JHS displays island letters in library
Letters and postcards were the way islanders kept in touch with each other in the ninteenth and twentieth centuries.
The new exhibit in the display case in the library lobby shows a sampling of these types of communications from the Jamestown Historical Society's collection.
In a letter from 1807 - the earliest one on display - the Speaker of the state's House of Representatives writes to Town Clerk, Wager Weeden, that since John Remington had resigned as a representative, the town was required to elect a new representative.
In other letters, 15-year-old Mary Howland Gardiner is given directions for traveling from Buffalo, N.Y. to Jamestown by herself (1847), the Town Council is petitioned to include Howland Avenue and High Street "in the streets that are watered during the summer season" (1899), and in 1916 Mary Stout, age 11, asks her father in Philadelphia for a "niblic club because it took me eight to get of (sic) a bunker with my mashie."

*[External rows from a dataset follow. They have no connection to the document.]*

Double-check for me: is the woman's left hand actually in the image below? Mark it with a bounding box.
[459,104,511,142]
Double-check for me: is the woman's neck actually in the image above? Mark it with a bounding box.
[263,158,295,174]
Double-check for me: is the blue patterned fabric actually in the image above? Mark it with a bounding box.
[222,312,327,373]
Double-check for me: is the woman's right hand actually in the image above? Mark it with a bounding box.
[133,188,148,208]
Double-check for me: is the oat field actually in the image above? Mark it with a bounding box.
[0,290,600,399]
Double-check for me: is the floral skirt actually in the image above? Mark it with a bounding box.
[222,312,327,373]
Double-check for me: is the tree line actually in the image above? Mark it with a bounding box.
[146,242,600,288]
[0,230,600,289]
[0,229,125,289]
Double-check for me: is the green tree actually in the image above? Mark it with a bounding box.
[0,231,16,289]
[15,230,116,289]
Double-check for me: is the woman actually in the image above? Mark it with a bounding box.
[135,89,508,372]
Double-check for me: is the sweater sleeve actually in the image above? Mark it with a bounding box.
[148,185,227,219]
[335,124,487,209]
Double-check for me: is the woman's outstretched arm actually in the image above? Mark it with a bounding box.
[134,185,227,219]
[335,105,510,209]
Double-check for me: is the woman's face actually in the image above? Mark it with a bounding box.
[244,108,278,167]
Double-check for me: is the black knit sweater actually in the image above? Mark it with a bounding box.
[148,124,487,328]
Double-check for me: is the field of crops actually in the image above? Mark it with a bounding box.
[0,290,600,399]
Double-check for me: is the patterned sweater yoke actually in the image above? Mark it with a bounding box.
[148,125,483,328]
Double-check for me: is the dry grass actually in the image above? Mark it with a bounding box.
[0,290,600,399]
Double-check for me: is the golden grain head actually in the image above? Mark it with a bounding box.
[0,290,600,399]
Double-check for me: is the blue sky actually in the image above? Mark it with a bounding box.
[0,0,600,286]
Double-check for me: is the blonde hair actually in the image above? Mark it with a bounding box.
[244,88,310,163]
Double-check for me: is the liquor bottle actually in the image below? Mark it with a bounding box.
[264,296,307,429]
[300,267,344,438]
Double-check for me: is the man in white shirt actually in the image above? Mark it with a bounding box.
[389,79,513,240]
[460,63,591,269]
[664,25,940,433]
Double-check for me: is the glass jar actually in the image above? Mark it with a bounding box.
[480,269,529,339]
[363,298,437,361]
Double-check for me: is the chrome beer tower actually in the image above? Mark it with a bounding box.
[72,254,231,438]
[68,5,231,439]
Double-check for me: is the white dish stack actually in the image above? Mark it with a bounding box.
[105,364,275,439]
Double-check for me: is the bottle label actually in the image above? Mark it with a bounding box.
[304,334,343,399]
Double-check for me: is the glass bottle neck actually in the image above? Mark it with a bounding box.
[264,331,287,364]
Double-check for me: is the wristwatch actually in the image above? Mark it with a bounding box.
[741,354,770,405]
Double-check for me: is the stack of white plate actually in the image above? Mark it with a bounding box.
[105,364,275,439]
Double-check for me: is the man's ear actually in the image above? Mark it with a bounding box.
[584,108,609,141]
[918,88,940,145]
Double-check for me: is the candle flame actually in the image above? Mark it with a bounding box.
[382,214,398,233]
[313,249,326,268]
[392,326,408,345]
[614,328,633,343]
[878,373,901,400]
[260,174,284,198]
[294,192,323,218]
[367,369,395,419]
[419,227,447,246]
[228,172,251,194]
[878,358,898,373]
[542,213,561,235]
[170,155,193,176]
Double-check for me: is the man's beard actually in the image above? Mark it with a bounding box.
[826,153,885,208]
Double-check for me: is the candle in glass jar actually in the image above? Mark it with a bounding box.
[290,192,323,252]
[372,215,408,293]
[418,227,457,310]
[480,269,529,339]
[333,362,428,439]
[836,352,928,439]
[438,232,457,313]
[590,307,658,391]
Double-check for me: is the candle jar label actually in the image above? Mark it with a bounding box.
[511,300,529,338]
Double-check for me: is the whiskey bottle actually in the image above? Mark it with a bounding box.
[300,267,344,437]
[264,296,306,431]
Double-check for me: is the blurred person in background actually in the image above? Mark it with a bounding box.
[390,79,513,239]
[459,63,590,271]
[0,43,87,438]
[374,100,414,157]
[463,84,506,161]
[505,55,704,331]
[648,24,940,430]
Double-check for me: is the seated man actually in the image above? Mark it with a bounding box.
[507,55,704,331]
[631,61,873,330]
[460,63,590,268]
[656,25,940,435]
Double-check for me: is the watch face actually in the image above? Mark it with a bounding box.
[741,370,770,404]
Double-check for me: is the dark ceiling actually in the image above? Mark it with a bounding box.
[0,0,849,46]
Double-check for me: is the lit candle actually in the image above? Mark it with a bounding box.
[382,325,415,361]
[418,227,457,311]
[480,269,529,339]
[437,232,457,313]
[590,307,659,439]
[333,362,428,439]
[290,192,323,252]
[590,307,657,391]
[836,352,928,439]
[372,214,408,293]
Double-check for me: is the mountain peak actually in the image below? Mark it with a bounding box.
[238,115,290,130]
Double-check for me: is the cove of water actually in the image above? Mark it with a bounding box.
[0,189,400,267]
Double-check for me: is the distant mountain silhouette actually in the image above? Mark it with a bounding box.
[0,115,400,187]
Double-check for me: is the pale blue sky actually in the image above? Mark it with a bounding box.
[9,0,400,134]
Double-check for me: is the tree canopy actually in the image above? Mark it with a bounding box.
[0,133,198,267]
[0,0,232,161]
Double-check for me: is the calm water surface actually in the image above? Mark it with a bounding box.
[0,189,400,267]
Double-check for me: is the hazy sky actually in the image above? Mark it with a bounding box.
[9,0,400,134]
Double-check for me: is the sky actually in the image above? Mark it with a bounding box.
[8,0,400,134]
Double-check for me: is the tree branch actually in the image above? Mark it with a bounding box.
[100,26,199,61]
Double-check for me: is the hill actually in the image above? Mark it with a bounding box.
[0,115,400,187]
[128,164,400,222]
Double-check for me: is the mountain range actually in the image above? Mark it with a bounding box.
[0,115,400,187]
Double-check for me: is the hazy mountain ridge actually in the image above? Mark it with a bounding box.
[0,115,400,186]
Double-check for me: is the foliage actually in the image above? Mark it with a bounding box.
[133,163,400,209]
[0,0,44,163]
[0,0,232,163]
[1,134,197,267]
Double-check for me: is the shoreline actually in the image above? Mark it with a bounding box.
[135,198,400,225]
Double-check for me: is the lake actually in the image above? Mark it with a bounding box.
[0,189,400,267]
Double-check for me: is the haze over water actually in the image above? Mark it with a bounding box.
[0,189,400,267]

The most recent item on display is a postcard showing the Mackerel Cove Beach pavilion, which was built in 1928 and destroyed by the 1938 hurricane. The message on the card, sent in 1953, includes an apology, "Pardon please this relic of older days!"
The Jamestown Historical Society is encouraged by an increasing number of unsolicited donations, such as the two collections of family letters that are in the exhibit.